После ужина «спор-пюре-апноэ», проведенного с матерью на нашей кухне, я позвонил по мобильнику Полю. Он в это время делал домашнее задание в большой гостиной своего фермерского дома. «Погоди, я поднимусь на сеновал». Я слышал в трубке, как он пересекает двор вместе с собакой, которая о чем-то рассказывает ему на своем собачьем языке, а он ей что-то отвечает, затем я услышал, как он поднимается по лестнице, скрип-скрип, — затем залаял пес, — уау-уау, — затем послышалось шух-шух, должно быть, шуршало сено у него под ногами, и неожиданно я очень четко услышал его голос: «Пошел вон!» — он все еще общался с собакой. «Ты на месте?» — «Да, но он не хочет уходить». — «Ну, тогда не болтай с ним», — во мне говорила ревность к невидимому псу. «Да, но в таком случае мне придется и с тобой не болтать», — «Ладно, отключаемся на минуту, потом перезвонишь, когда он смоется», — «На мобильник?» «Нет, на наш мяч, идиот!»

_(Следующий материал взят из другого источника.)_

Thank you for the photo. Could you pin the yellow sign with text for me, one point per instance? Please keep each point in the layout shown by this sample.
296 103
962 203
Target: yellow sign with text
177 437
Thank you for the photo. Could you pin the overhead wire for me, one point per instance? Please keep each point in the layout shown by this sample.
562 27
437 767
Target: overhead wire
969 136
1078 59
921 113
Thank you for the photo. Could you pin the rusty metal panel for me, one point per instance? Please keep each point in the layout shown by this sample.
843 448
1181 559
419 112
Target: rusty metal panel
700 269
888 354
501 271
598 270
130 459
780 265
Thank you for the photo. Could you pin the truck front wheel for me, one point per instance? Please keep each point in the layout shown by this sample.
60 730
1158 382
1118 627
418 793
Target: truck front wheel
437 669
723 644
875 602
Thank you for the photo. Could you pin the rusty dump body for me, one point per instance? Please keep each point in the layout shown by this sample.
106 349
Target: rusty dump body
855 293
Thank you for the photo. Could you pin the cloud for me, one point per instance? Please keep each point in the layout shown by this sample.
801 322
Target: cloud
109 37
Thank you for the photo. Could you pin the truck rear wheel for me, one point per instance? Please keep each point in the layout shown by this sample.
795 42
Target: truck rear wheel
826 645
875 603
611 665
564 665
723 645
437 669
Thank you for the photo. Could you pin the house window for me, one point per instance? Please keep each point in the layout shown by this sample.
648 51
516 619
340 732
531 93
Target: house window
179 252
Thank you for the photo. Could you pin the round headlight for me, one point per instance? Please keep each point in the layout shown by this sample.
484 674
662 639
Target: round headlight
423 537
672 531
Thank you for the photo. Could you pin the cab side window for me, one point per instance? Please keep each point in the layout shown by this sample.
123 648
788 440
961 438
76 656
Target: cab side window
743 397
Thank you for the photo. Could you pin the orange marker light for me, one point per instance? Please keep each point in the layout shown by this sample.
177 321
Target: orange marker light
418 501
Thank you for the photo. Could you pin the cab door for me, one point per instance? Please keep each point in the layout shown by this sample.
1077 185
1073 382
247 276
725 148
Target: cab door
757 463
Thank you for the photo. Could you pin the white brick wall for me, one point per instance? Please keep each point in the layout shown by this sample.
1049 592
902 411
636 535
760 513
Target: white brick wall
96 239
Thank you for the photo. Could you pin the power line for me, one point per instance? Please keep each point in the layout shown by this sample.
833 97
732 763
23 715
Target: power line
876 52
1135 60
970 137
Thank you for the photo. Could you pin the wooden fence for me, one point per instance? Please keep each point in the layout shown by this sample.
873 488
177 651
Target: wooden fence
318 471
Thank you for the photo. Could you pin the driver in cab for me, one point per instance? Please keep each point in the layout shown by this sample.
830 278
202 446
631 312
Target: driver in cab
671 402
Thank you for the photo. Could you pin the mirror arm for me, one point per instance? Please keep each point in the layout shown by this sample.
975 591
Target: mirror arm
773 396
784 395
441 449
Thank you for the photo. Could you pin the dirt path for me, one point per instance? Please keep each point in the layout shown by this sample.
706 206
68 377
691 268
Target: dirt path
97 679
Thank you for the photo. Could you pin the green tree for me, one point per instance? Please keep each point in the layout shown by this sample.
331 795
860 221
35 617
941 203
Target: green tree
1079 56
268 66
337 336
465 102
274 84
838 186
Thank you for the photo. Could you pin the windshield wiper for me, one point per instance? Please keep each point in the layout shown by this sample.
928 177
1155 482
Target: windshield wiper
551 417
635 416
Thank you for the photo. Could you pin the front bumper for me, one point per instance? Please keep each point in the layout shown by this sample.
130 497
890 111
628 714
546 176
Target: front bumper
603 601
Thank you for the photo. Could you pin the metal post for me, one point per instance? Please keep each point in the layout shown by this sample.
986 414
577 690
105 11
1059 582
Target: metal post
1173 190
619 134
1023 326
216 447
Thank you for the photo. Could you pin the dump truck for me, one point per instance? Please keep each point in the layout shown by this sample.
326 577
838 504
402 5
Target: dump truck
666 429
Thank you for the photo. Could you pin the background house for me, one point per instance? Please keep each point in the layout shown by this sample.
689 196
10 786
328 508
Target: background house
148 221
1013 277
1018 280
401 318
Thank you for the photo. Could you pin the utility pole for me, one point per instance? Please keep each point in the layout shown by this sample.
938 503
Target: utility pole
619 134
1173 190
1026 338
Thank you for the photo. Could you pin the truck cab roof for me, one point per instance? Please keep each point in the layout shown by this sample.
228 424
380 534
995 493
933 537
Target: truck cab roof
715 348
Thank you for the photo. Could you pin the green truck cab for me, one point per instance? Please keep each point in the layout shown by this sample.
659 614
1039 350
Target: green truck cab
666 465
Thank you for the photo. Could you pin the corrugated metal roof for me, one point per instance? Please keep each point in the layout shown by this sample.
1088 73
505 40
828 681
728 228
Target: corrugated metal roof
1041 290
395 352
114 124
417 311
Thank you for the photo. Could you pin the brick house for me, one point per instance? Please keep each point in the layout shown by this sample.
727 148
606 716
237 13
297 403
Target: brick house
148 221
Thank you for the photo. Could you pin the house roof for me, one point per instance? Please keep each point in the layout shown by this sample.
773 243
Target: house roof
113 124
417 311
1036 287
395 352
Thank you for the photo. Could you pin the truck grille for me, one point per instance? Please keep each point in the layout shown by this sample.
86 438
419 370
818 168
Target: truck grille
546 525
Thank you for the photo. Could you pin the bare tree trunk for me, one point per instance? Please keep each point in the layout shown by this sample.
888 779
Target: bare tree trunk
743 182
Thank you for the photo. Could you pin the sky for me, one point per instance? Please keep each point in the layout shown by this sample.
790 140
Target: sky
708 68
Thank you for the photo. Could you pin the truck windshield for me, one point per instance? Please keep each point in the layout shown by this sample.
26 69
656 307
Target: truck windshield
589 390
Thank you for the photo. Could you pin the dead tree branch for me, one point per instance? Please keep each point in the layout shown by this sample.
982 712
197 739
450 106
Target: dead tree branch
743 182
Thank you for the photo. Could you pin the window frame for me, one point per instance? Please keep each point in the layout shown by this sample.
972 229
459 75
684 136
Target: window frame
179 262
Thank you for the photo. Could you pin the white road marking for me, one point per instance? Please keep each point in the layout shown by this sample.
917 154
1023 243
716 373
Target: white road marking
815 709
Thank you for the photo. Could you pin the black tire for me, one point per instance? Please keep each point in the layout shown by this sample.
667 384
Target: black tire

Однако он не мог перезвонить на мобильник. В то время, когда нам было по девять, их еще не было, а вот пес по-прежнему живет на ферме, но это не тот, а другой, и он не так сильно привязан к Полю, как предыдущий. Время между мною и Полем — величина настолько постоянная, что моменты, из которых оно состоит, вполне заменяемы, и я легко переношу мобильник из наших дней в те времена, а старого пса — в сегодняшние события. Как только нужно было посекретничать, мы забирались на сеновал, который, так уж повелось, был самым укромным местом на ферме его родителей, и мы могли там спокойно спрятаться подальше от людских глаз. Были и другие развлечения: длинная лестница с неровными перекладинами, ложе из сена, которое кололо нас даже через джинсы, и широкий вид на двор и поля с южной стороны, а еще я с садистским удовольствием любил наблюдать за псом, жалобно скулившим внизу.
«Итак, — сказал я Полю, кажется, на следующий день, а может быть, в следующее воскресенье после разговора с матерью: — Лео и Камилла — внуки Дефонтенов». Он прекрасно знал, кто такие Дефонтены, благодаря своему отцу, который был знаком со всем городом. «Ах, вот как, почему?» Может, со стороны казалось, что Поль говорил невпопад, но на самом деле он разговаривал просто и откровенно. Его вопросы устремлялись не к узким коридорам ответа, а к открытым пространствам, как наш сеновал, где я мог лазать в разные стороны или просто сидеть на коленках. Я мог бы услышать в его вопросе: «Почему ты мне говоришь об этом?» или «Почему они живут у бабушки и дедушки?», или же «Почему твоя мать рассказала тебе о них?» И это «почему» Поля было бы просто словом, не требовавшим объяснений, но означавшим, что рядом со мной друг и мне достаточно пробормотать в ответ «не знаю», чтобы поддержать разговор.
Я сказал: «Не знаю», затем: «Мне кажется, что со мной должно что-то случиться». И Поль в ответ: «Приходи тогда к нам». И еще я сказал: «Моя мать наверняка захочет с ними поговорить».
Так оно и вышло. Через несколько дней после своего долгого рассказа о семье Дефонтенов моя мать пришла забрать меня из школы. Обычно из-за своей работы она никогда за мной не приходила. На этот раз она поджидала нас у ворот школы с Дефонтенами. Мы с Полем заметили их, когда били в стену мячом, и переглянулись. Поль подхватил мяч, и мы направились к ним, еле волоча ноги. «Милый, господин и госпожа Дефонтены хотят сделать тебе предложение», радостно зазвенел голос моей матери. Мы снова обменялись взглядами с Полем. Все ясно, звонкий голос моей матери означал лишь одно: я ни в коем случае не могу и не должен отказываться от предложения господина и госпожи Дефонтенов, каким бы оно ни оказалось, и предложение это, пожалуй, обещало быть необычным, раз уж моя мать перешла на такой яркий вокал.